Мой отец дремал на смертном одре. В опочивальню внесли уже толстые свечи, метровые башни толщиной в ляжку — подарок епархии и, в данном конкретном случае, естественный знак родственного внимания. Все было в красных тонах, натуральный шелк и сукно с золотым шитьем. Казалось бы, мелочи, но из тех, что придают совершающемуся историческое значение. Отец снова был в забытьи, душа его снова искала спасения. Конец земного пути виделся в мрачных тонах. Старуха безносая никого не щадит. Мой отец напевал как безумный, о прекрасные розы, лаванды и мальвы, большие и малые, о гордые лилии, о фиалки нежнейшие, скоро, скоро наступит и ваш черед. Берегитесь, красавицы! А потом отец попросил сына разбудить его в условленный час; тот обещал. Он обожал моего отца. И когда наступило время, тихонько прокрался в комнату, на мгновенье — из-за горящих свечей и смертного ложа — представив, что он и есть смерть, Посланец Аида, но потом, нежно коснувшись отца, разбудил его.

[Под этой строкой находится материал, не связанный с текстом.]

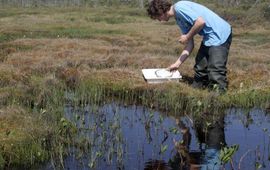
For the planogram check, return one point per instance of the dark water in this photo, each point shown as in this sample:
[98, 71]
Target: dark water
[134, 137]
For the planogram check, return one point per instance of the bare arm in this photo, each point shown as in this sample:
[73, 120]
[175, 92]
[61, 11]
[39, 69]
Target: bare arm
[184, 55]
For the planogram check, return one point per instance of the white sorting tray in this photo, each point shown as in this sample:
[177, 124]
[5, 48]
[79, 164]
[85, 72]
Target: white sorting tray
[160, 75]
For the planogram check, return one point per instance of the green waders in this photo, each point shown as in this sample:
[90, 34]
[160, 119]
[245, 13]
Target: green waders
[210, 66]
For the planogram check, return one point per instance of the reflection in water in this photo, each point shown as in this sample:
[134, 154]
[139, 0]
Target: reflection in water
[156, 165]
[210, 136]
[135, 138]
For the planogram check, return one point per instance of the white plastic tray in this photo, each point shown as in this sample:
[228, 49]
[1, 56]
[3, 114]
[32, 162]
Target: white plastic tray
[160, 75]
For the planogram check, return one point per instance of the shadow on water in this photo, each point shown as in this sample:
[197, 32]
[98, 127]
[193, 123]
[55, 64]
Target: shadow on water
[133, 137]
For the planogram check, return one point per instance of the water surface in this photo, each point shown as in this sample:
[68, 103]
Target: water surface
[114, 136]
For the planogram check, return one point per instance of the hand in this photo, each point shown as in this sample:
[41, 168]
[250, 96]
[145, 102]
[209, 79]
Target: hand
[173, 67]
[183, 39]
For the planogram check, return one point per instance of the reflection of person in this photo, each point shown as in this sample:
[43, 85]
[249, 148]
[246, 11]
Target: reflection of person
[192, 18]
[210, 135]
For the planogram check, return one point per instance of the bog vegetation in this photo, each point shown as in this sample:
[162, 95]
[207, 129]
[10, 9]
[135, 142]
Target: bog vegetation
[90, 51]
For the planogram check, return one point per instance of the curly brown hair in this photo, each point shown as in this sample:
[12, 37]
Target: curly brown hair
[158, 7]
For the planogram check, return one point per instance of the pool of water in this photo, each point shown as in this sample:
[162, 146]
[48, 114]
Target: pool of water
[114, 136]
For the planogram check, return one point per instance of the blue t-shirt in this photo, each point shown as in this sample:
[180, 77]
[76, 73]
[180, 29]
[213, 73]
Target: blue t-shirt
[215, 31]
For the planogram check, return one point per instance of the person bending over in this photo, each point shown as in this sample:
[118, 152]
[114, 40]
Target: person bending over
[193, 18]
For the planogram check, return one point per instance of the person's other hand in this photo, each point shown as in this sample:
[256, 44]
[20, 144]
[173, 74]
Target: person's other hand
[183, 39]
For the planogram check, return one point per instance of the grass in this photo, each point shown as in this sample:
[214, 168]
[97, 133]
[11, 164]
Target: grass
[97, 54]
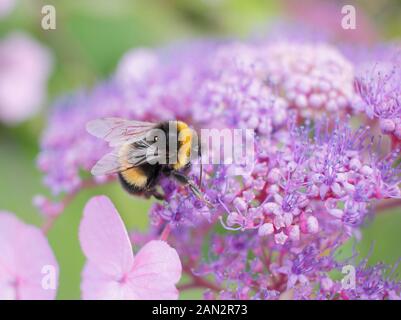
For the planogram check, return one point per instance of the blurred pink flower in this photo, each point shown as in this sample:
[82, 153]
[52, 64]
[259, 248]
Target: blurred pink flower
[25, 66]
[25, 259]
[135, 64]
[6, 6]
[111, 271]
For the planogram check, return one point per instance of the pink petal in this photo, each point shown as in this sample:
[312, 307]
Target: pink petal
[96, 285]
[104, 239]
[24, 253]
[157, 268]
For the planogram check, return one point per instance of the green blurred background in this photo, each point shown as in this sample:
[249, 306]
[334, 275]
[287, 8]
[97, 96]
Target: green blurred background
[90, 38]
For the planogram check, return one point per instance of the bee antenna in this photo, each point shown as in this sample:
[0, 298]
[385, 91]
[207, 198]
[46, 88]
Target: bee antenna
[200, 166]
[200, 174]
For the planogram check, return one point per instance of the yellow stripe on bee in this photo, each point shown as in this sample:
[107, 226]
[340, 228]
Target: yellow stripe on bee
[185, 136]
[134, 176]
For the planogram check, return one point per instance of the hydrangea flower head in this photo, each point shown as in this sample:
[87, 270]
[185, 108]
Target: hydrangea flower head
[112, 271]
[25, 255]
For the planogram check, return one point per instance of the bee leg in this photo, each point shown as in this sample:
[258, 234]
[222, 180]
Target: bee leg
[153, 192]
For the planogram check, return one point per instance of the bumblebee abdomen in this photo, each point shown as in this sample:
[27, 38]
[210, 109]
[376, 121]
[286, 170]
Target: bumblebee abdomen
[135, 176]
[139, 179]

Мой отец, словно гребень дикой волны, вырвался из-под одеяла и закатил сыну оглушительную затрещину. Сын моего отца о подобном слышал, но не думал, что это возможно: в его глазах замелькали звезды: Большая Медведица, Утренняя Звезда и т. д. И лишь через десять лет — где тогда уже был мой отец! — он спросил, но за что? Извини, старина, захихикал папаша, но, когда ты будил меня, на твоей роже было написано такое бесстыдное наслаждение! И сын моего отца понял, что он имел в виду. Того наслаждения он не помнил, но и не исключал его. Это ты — Посланец Аида?! На тебе, получай!